- Alex Springer
August is typically when I start getting excited for Salt Lake's Festa Italiana (festaitalianaslc.com). But like most of the events I'm used to getting excited about, the event has been cancelled due to COVID-19. As my annual circadian rhythm has me craving Italian food like crazy right now, I thought it would be a good time to check in with the longtime Festa Italiana collaborators at Fratelli Ristorante (8612 S. 1300 East, 801-495-4550, fratelliutah.com). The team recently uprooted from their location of over 12 years inside the Quarry Bend Shopping Center to a brand-new space on the corner of 8600 South and 1300 East, and the new digs are looking pretty good on them.
Along with a crisp, white-tile aesthetic wrapped around a gorgeous wood-burning pizza oven, Fratelli has added an Italian deli and gelateria to its concept. It's a clever way to make use of the additional space, and any place that offers tasty Italian sundries a little further south is most welcome. The deli helps cater to those looking for something quick like a muffaletta ($11) or a meatball sandwich ($10), which come with a side of pasta salad. The muffaletta is a solid representation of this classic Italian sandwich that includes a holy trinity of salami, capicola and prosciutto combined with Havarti and provolone cheese before getting slathered with some homemade olive tapenade. The combo of meat and cheese on this sandwich is fantastic, and the roll is speckled with toasted sesame seeds which add a nice, nutty flavor to the sandwich. I would have liked the olive tapenade to be a bit spicier; I love it when a muffaletta punches me in the mouth like Tony Soprano.
The meatball sandwich comes topped with sautéed onions, red peppers, marinara and mozzarella cheese, and it's a fantastic intro to the meatballs at Fratelli. When combined with Fratelli's marinara sauce, these hulking meatballs evoke vivid old-world flavors. The meatball sandwich is a great way to enjoy them, but it's also possible to get these meaty darlings in several other dishes. I have a great affection for the meatballs and sausage ($10) appetizer—both proteins are great in pasta or on sandwiches, but there's something special about serving them up with naught but a blanket of rich marinara. I think the sausage barely edges out the meatballs—they're excellently seasoned, and have enough heat to add an extra kick to the flavor.
For those looking for a meatless appetizer that maintains the shape and overall lovability of Fratelli's meatballs, the arancini ($11) are great options. For those who have not experienced arancini, these traditional Sicilian snacks—made from a starchy sphere of rice and deep fried until it's golden and crispy just before getting topped with marinara—are Italian all-stars. Fratelli does a fine job of preserving the deep-fried glory of this classic; they're fried to perfection on the outside while remaining soft and flavorful on the inside.
There are three main options that face you when deciding upon the main event of a dining experience at Fratelli. Do you make use of that lovely pizza oven and order up a personal pie?

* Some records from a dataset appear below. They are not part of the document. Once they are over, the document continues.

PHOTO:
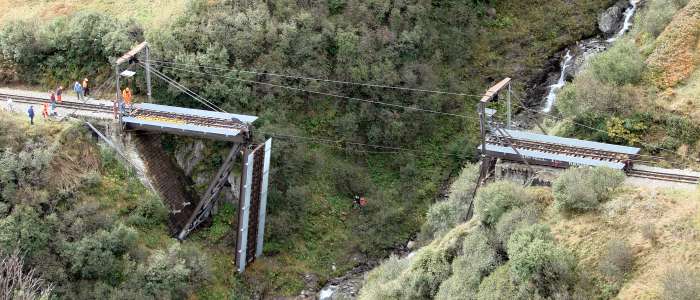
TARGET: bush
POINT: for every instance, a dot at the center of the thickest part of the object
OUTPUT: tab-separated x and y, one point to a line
478	260
163	276
25	230
617	260
512	221
444	215
150	211
495	199
380	282
657	15
622	64
98	255
588	95
536	260
681	283
583	189
649	233
498	285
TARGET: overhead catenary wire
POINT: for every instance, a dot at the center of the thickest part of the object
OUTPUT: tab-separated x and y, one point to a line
185	90
605	132
391	149
298	77
328	94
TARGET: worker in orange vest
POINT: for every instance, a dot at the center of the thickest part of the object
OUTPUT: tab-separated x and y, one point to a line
126	94
59	94
86	88
45	110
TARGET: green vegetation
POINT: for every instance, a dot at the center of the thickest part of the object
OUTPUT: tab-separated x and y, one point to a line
626	95
584	189
468	261
447	45
73	226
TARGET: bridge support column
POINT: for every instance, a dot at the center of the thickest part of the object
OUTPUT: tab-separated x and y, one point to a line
203	209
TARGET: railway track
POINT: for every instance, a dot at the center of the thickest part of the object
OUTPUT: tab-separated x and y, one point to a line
64	104
562	149
137	113
663	176
594	154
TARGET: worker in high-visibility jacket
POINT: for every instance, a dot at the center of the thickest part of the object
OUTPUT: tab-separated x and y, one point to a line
45	110
126	95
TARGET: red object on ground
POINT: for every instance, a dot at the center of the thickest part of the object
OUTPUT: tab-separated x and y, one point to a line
45	110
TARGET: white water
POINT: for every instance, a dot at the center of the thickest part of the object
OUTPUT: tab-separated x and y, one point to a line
327	292
553	89
629	13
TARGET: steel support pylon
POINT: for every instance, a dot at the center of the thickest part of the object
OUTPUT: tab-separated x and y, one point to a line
203	210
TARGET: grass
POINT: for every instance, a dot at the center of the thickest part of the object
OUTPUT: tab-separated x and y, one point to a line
675	214
147	12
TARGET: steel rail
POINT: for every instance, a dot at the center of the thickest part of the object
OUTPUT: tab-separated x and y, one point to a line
664	176
140	113
565	149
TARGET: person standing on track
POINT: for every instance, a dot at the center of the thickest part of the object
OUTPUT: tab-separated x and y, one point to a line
86	88
45	111
9	105
78	90
59	94
30	113
126	94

Do you select from their menu of traditional pasta dishes? Or do you go all out and order up a classic Italian entrée for a few bucks more? As one who has ventured all three paths, allow me to offer some advice.

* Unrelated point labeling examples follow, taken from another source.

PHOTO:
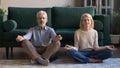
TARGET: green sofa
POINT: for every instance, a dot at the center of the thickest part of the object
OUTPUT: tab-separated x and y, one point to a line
63	19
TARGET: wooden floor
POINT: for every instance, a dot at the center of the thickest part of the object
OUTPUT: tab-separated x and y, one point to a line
18	53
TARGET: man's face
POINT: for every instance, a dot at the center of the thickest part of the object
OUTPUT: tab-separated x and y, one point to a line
86	21
41	20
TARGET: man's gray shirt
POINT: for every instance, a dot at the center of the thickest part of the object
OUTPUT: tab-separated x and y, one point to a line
40	37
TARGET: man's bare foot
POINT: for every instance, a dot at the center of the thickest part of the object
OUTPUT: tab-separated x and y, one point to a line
95	60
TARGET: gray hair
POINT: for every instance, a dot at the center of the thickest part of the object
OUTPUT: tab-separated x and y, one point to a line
41	12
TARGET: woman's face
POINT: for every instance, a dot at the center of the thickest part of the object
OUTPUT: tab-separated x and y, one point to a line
86	21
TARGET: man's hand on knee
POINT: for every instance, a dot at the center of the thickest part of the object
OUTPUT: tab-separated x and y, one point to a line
58	38
19	38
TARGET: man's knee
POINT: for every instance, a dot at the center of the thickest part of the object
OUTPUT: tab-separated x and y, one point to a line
25	42
57	44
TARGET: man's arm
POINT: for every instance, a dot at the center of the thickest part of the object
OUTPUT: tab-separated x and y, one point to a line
27	36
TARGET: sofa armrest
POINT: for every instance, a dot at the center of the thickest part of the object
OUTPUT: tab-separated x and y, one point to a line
9	25
105	19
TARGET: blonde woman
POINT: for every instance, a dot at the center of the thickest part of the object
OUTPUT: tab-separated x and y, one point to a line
86	48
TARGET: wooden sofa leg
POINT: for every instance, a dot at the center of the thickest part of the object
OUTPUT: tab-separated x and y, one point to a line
7	52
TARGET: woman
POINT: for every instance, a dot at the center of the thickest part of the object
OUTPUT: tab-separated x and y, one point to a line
86	48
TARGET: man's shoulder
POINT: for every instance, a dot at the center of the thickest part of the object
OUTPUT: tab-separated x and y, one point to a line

If it's pizza you're craving, the Fratelli ($12 , pictured) is the way to go. It sports the quintessentially European coiffure of pear and prosciutto topped with a fistful of arugula, making it a solid representation of Italian flavors. The crust is marvelous—it's springy, chewy and adds just the right amount of neutral flavor to balance out the rest of the party. As the crust is a foundational part of any pizza, it's hard to go wrong with a pie at Fratelli. If you're craving something that's more savory-on-savory, the spicy meatball ($13) and the Calabrese ($13) are full of meat and cheese goodness.
I'm a tad biased when it comes to pasta—if gnocchi is on the menu, that's usually what I'm getting. Lucky for me, Fratelli's gnocchi gorgonzola ($15) is a top-notch representation of what I love about these tater-based dumplings. As wonderful as gorgonzola cheese is, it's a flavor that can overwhelm a dish without a bit of consideration. I liked how the gorgonzola plays backup to the foreground flavors of sautéed spinach, walnuts and the gnocchi themselves. It's a light, creamy vehicle for those gnocchi that I regard so highly. You're safe with any of the dinner entrees at Fratelli, though I like the lemony, buttery notes of their chicken piccata ($17), and their eggplant parmigiana ($18) absolutely nails what this dish is supposed to be.
Though it's a shame that we'll have to wait one more year for another Festa Italiana, it does make me grateful to see that tasty, traditional Italian food isn't too far away. I'll just spend this year hosting my own Italian Festival made up of Italian takeout and Martin Scorsese movies.